Experimental validation of a model for α-chymotrypsin activity in aqueous solutions of surfactant aggregates

The hydrolysis of N-glutaryl-l-phenylalanine p-nitroanilide and N-succinyl-l-phenylalanine p-nitroanilide catalysed by α-chymotrypsin was studied in the presence of cationic (cetyltrimethylammonium bromide and cetyltripropylammonium bromide) and non-ionic (t-octylphenoxypolyethoxyethanol and polyoxyethylene-9-lauryl ether) surfactants. The ratio of reaction rates in surfactant rich systems to those in pure buffer solutions was simulated by a previously developed model by Viparelli et al. [Biochem. J. 344 (1999) 765] based on the pseudo-phase approach introduced by Bru et al. [Biochem. J. 259 (1989) 355] for enzymatic reactions in reverse micelles.

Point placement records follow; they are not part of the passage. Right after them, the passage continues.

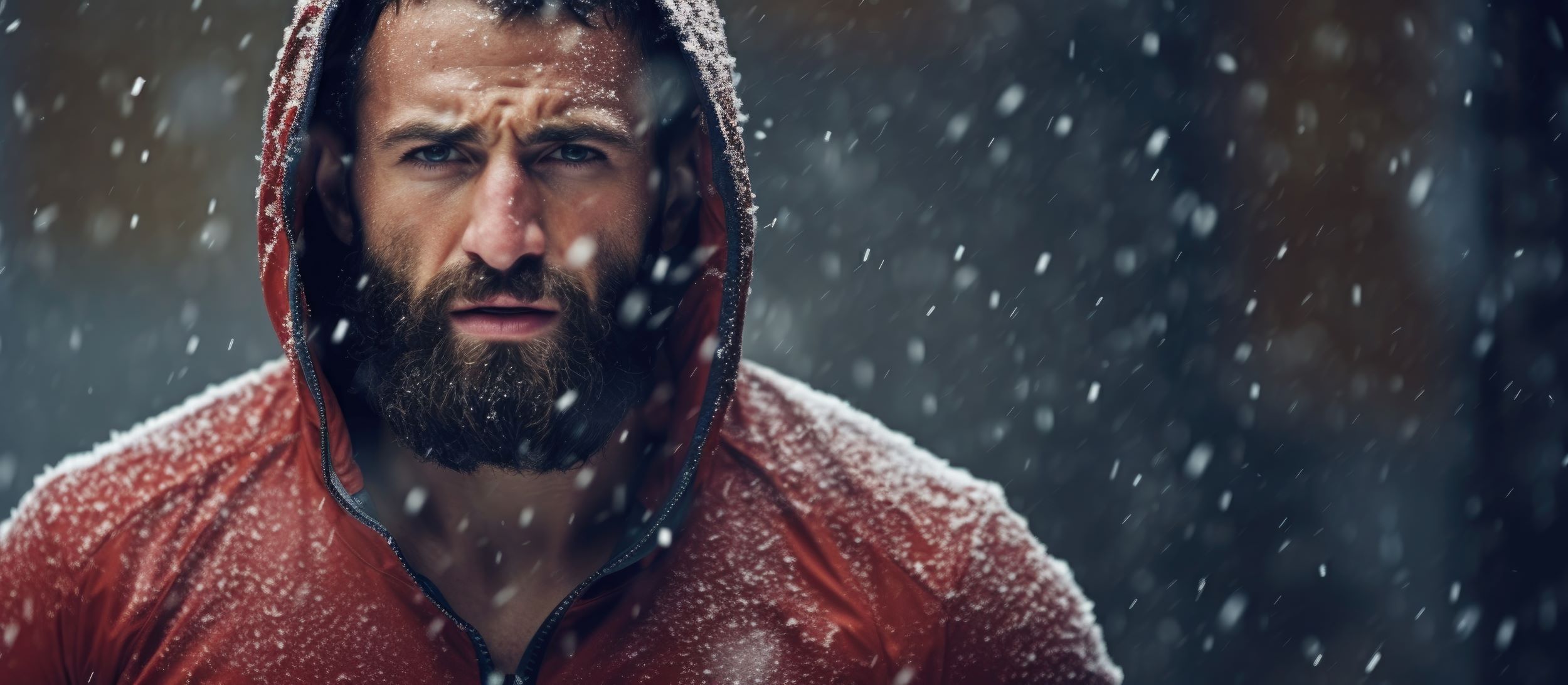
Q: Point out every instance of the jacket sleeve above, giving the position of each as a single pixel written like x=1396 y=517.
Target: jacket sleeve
x=1017 y=615
x=38 y=598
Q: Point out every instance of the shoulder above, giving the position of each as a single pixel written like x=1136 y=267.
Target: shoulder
x=79 y=504
x=842 y=466
x=1010 y=608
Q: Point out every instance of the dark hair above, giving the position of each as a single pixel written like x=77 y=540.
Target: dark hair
x=350 y=35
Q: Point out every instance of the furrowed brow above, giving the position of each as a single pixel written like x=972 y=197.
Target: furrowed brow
x=421 y=130
x=582 y=130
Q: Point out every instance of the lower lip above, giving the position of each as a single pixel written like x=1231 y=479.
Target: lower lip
x=504 y=327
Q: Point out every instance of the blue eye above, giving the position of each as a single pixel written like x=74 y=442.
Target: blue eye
x=435 y=154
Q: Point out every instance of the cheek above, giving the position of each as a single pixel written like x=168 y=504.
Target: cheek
x=405 y=230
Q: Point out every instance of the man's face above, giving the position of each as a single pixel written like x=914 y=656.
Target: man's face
x=502 y=186
x=491 y=142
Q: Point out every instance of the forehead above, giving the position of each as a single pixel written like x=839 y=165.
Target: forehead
x=444 y=52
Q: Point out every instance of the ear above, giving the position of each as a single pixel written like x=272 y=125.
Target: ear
x=682 y=193
x=328 y=157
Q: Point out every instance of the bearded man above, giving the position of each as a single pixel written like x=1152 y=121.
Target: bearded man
x=506 y=247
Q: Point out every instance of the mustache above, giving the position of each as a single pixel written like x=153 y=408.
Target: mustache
x=527 y=280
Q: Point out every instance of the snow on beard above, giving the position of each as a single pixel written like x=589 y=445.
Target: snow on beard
x=541 y=405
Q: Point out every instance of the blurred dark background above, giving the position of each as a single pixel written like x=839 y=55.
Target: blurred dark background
x=1255 y=308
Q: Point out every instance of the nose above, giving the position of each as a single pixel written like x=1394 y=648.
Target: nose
x=506 y=218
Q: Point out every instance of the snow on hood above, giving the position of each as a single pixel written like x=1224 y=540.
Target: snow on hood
x=703 y=342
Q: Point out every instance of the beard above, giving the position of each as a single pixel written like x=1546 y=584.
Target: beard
x=534 y=406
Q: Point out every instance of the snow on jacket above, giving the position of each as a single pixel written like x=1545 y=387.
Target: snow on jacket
x=789 y=538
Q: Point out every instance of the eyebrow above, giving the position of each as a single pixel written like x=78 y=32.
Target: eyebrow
x=422 y=130
x=551 y=132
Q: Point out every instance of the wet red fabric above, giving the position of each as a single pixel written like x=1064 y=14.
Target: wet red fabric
x=816 y=548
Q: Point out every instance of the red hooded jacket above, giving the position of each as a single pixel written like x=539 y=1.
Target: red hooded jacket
x=789 y=538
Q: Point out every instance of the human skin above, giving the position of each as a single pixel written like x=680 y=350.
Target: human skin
x=491 y=142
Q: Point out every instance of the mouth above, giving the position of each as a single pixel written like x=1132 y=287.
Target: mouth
x=504 y=319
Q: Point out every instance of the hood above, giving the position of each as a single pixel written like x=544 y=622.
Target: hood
x=703 y=344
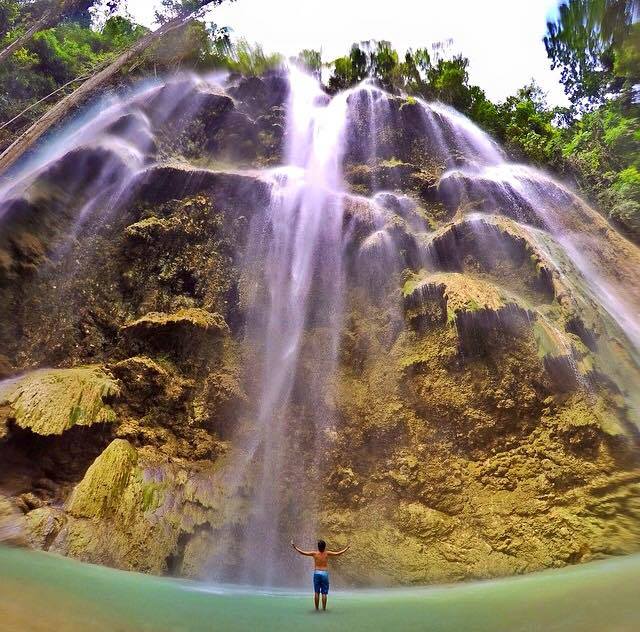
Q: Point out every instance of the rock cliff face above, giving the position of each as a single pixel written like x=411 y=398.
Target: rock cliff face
x=482 y=423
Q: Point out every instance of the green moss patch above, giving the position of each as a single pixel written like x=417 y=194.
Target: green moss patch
x=50 y=401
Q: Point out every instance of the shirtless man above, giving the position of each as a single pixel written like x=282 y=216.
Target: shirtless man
x=321 y=570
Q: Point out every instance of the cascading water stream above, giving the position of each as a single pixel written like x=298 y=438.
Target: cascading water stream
x=299 y=257
x=296 y=253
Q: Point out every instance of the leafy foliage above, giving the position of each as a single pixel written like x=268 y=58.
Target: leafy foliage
x=594 y=43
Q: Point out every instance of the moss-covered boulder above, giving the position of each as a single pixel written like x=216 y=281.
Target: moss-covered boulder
x=100 y=492
x=182 y=333
x=50 y=401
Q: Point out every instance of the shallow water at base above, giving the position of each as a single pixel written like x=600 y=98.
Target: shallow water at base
x=39 y=591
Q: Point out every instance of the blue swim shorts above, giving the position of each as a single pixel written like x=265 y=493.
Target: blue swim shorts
x=321 y=582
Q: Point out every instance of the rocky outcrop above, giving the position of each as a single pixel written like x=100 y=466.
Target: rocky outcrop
x=478 y=423
x=50 y=401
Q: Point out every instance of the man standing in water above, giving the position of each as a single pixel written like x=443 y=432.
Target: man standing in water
x=321 y=570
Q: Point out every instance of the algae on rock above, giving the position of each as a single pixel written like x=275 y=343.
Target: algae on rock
x=50 y=401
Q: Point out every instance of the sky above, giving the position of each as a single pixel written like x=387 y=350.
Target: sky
x=501 y=38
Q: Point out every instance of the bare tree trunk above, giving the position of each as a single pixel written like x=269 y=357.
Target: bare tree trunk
x=78 y=96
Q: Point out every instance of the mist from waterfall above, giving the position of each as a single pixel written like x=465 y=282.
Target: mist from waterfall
x=299 y=256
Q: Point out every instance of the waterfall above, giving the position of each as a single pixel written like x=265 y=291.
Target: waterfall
x=316 y=237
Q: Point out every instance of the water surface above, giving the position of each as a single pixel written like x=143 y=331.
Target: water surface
x=39 y=591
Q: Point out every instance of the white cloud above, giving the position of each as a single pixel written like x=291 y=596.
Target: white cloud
x=501 y=38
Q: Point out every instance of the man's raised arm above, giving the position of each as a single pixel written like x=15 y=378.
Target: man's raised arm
x=338 y=552
x=299 y=551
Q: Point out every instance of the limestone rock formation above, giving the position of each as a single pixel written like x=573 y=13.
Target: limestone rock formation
x=479 y=417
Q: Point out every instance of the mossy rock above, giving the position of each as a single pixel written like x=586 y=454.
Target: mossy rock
x=100 y=492
x=50 y=401
x=187 y=332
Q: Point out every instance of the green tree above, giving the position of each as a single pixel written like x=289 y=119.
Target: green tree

The system was depicted by three pseudo-phases: free water, bound water and surfactant core. The substrate and enzyme concentration in the pseudo-phase was related to total substrate and enzyme concentrations in the reaction medium. ctivity occurs only in the presence of cetyltripropylammonium bromide. Plots of reaction rate ratio versus surfactant concentration were bell-shaped. Model simulation indicated that this behaviour could be attributed to the equilibrium between the enzyme confined in the free water and that in the bound water pseudo-phase, and to partition of the substrate in the pseudo-phases. The two enzyme forms must have different catalytic behaviour. The overall reaction rate depends on the two enzymatic reactions. Reasonable agreement was found between experimental results and model predictions.